I use to do heat treating of aluminum and different types of steel. Are you tempering the stainless or what? I doubt you'd be aging any stainless. Aging is what we'd do with aluminum. It was at low temps 250-350f for several hours sometimes 36 hours. It would harden the aluminum. Aging steel would soften it I believe but it would be in the 1200f range. Unless youre heating the steel up and quenching it in oil you are softening the stainless.
Btw 1700f isn't that hot just enough to give it a solid red glow. Not hot enough to work with the metal just yet. 2400f furnaces are hot.
Read up a little and it seems you can age stainless. But the precipitation hardening of the steel occurs when the stainless is made, correct? Precipitation hardened stainless contains different ingredients that as far as I know can't be added during the heat treating process. So you mean you're just heat treating precipitation hardened stainless?
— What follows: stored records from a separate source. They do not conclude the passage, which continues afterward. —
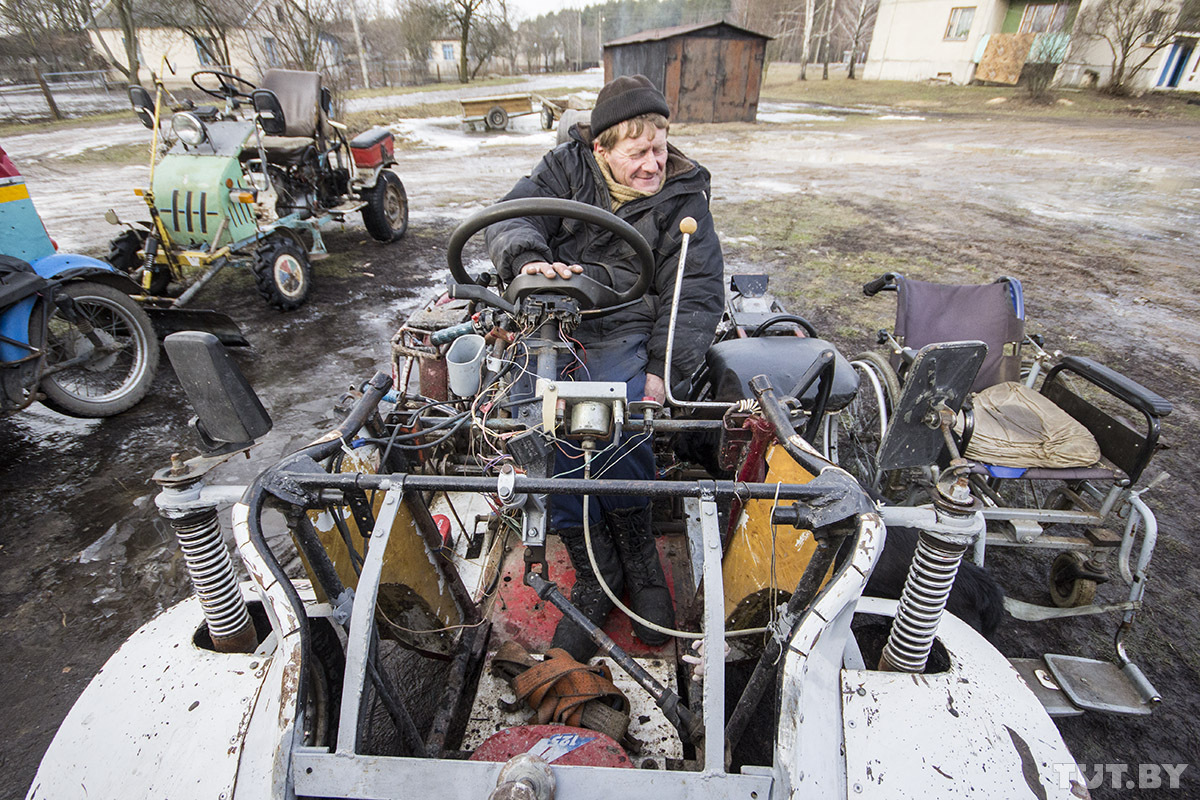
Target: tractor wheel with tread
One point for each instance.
(1067, 589)
(282, 274)
(387, 211)
(497, 119)
(103, 384)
I was always I fascinated by metalugy but was just the grunt worker. I did get to talk to our metalurgist quite often and saw how the science side of it worked and why we heat treated the metals.
i'm solution treating the stainless steel. One thing to note is that the steel I'm working with is actually relatively carbon-free < 0.04% C). Your typical steel will have carbon up to ~0.1-0.2% usually, IIRC. i do have another sample that i'll be solution treating and ageing though.
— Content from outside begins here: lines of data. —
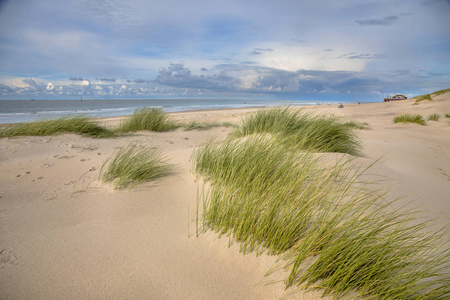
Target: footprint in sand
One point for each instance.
(23, 174)
(7, 256)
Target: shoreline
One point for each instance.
(66, 235)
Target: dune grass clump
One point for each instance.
(440, 92)
(204, 125)
(151, 119)
(301, 130)
(408, 118)
(77, 124)
(331, 232)
(133, 165)
(434, 117)
(357, 125)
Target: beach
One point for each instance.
(66, 235)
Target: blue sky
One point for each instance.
(286, 49)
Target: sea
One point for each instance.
(17, 111)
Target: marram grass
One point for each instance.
(77, 124)
(408, 118)
(302, 131)
(133, 165)
(331, 232)
(146, 118)
(434, 117)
what's happening in the steel (not to treat you like an idiot, just explaining it) is that all of your alloying elements will go into solid solution when you hit the annealing temperature (~1700F or so). Since this steel is carbon free, it actually isn't very hard at this point. The nickel content provides phase stability and basically keeps all of the alloying elements in despite falling temperatures as you air cool (normally you have to quench in water/oil to get fast enough cooling rates to lock all of the alloying elements in). One benefit of this is that you avoid warping/distortion from an oil/water quench.
So now that all of the alloying elements are "locked in" so to speak, you can precipitate them out by heat treating again at lower temperature (say 900F). This will cause some of the alloying elements to precipitate out into intermetallic compounds that provide a huge degree of strengthening.
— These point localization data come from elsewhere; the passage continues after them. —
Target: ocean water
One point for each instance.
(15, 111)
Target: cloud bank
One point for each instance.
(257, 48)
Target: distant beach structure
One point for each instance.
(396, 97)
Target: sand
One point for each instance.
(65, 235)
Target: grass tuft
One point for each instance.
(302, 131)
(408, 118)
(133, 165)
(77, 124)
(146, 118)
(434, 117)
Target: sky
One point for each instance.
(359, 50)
The cool part is that because precipitation hardening is the strengthening mechanism, you can heat treat PH steels over and over and the (mechanical) properties won't change that much (in theory. i'm sure in practice things like residual stresses will play a huge role).
Standard carbon steels work the other way around. When the carbon enters into solution at the annealing temperature, you get solution hardening. You then quench to keep the carbon in and end up with an extremely hard, extremely strong but very brittle steel, and when you heat treat, you actually get precipitation softening and increased ductility.
Hope that was helpful in explaining how PH and plain carbon steels work in general
🙂 There are some other cool ones - duplex/dual phase, ausformed, etc but I don't know much about those really.